Marijuana Violence And Law

Abstract
Marijuana is currently a growing risk to the public in the United States. Following expanding public opinion that marijuana provides little risk to health, state and federal legislatures have begun changing laws that will significantly increase accessibility of marijuana. Greater marijuana accessibility, resulting in more use, will lead to increased health risks in all demographic categories across the country. Violence is a well-publicized, prominent risk from the more potent, current marijuana available.
We present cases that are highly popularized storylines in which marijuana led to unnecessary violence, health risks, and, in many cases, both. Through the analysis of these cases, we will identify the adverse effects of marijuana use and the role it played in the tragic outcomes in these and other instances. In the analysis of these cases, we found marijuana as the single most common, correlative variable in otherwise diverse populations and circumstances surrounding the association of violence and marijuana.

Conclusion
According to research studies, marijuana use causes aggressive behavior, causes or exacerbates psychosis and produce paranoias. These effects have been illustrated through case studies of highly publicized incidents and heightened political profiles.
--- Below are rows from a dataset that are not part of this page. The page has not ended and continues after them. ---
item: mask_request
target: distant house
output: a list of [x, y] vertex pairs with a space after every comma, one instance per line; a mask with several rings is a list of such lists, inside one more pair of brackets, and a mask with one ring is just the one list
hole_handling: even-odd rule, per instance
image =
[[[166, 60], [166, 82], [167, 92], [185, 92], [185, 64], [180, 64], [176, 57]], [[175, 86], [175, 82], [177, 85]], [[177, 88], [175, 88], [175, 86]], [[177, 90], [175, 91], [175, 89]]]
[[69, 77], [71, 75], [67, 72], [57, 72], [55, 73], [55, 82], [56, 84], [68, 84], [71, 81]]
These cases contain examples of repeated illustrations of aggression, psychosis and paranoia by marijuana users and intoxication.
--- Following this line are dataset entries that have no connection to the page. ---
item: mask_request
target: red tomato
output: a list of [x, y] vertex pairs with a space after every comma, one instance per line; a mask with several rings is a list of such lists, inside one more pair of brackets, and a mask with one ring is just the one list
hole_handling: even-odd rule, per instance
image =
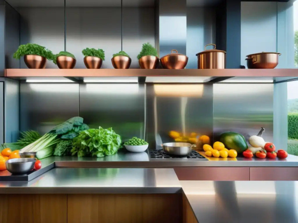
[[266, 157], [266, 153], [263, 150], [260, 150], [256, 153], [256, 156], [258, 158], [263, 159]]
[[275, 146], [274, 144], [271, 142], [267, 142], [265, 144], [264, 149], [267, 152], [271, 153], [275, 151]]
[[276, 158], [277, 154], [275, 152], [271, 152], [271, 153], [268, 152], [267, 153], [267, 157], [271, 159], [275, 159]]
[[252, 152], [249, 150], [246, 150], [243, 152], [242, 154], [245, 158], [251, 158], [254, 156]]
[[288, 153], [283, 150], [278, 150], [277, 157], [281, 159], [284, 159], [288, 157]]
[[41, 162], [40, 160], [37, 160], [34, 164], [34, 169], [37, 170], [41, 168]]

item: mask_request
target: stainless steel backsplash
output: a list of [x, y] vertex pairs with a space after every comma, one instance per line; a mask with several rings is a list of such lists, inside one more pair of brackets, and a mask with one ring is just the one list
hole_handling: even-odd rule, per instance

Ultimately, without the use and intoxication of marijuana, the poor judgment and misperceptions displayed by these individuals would not have been present, reducing the risk for actions that result in senseless deaths.

Import to these assertions, is that the current marijuana is far more potent in THC concentrations, the psychoactive component. Accordingly, and demonstrated in direct studies, more potent marijuana results in a greater risk for paranoid thinking and psychosis.
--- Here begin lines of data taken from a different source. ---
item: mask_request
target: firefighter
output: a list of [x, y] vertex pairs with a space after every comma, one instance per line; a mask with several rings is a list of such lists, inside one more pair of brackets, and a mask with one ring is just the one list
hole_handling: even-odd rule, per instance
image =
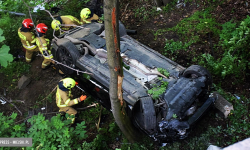
[[[66, 26], [63, 26], [62, 24]], [[68, 31], [81, 24], [82, 23], [77, 18], [71, 15], [66, 15], [66, 16], [59, 16], [55, 20], [53, 20], [51, 22], [51, 27], [56, 31], [59, 30], [59, 27], [64, 31]]]
[[18, 29], [18, 36], [21, 39], [23, 48], [26, 51], [25, 59], [26, 62], [31, 62], [32, 55], [34, 51], [39, 51], [36, 45], [35, 34], [31, 31], [34, 24], [31, 19], [24, 19], [22, 22], [22, 27]]
[[83, 8], [80, 17], [82, 24], [99, 21], [99, 17], [94, 14], [94, 10], [89, 8]]
[[75, 98], [73, 100], [71, 99], [73, 97], [71, 94], [71, 89], [75, 85], [77, 85], [77, 83], [72, 78], [64, 78], [59, 81], [56, 92], [56, 104], [60, 109], [59, 112], [65, 112], [69, 115], [73, 115], [71, 118], [72, 124], [75, 121], [75, 115], [77, 114], [77, 111], [70, 106], [78, 104], [87, 98], [86, 95], [81, 95], [79, 98]]
[[53, 58], [53, 55], [51, 54], [51, 51], [49, 50], [50, 41], [49, 39], [45, 38], [45, 34], [48, 30], [48, 27], [44, 23], [39, 23], [36, 26], [36, 30], [38, 32], [38, 35], [36, 37], [36, 44], [39, 47], [39, 51], [43, 55], [43, 58], [44, 58], [42, 62], [42, 69], [46, 69], [53, 62], [51, 60]]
In turn, paranoid behavior increases the risk for paranoid behaviors and predictably associated with aggressive and violent behaviors. Marijuana use causes violent behavior through increased aggressiveness, paranoia and personality changes (more suspicious, aggressive and anger).
Recent illicit and “medical marijuana” (especially grown by care givers for medical marijuana) is of much high potency and more likely to cause violent behavior. Marijuana use and its adverse effects should be considered in cases of acts of violence as its role is properly assigned to its high association.
Recognize that high potency marijuana is a predictable and preventable cause of tragic violent consequences.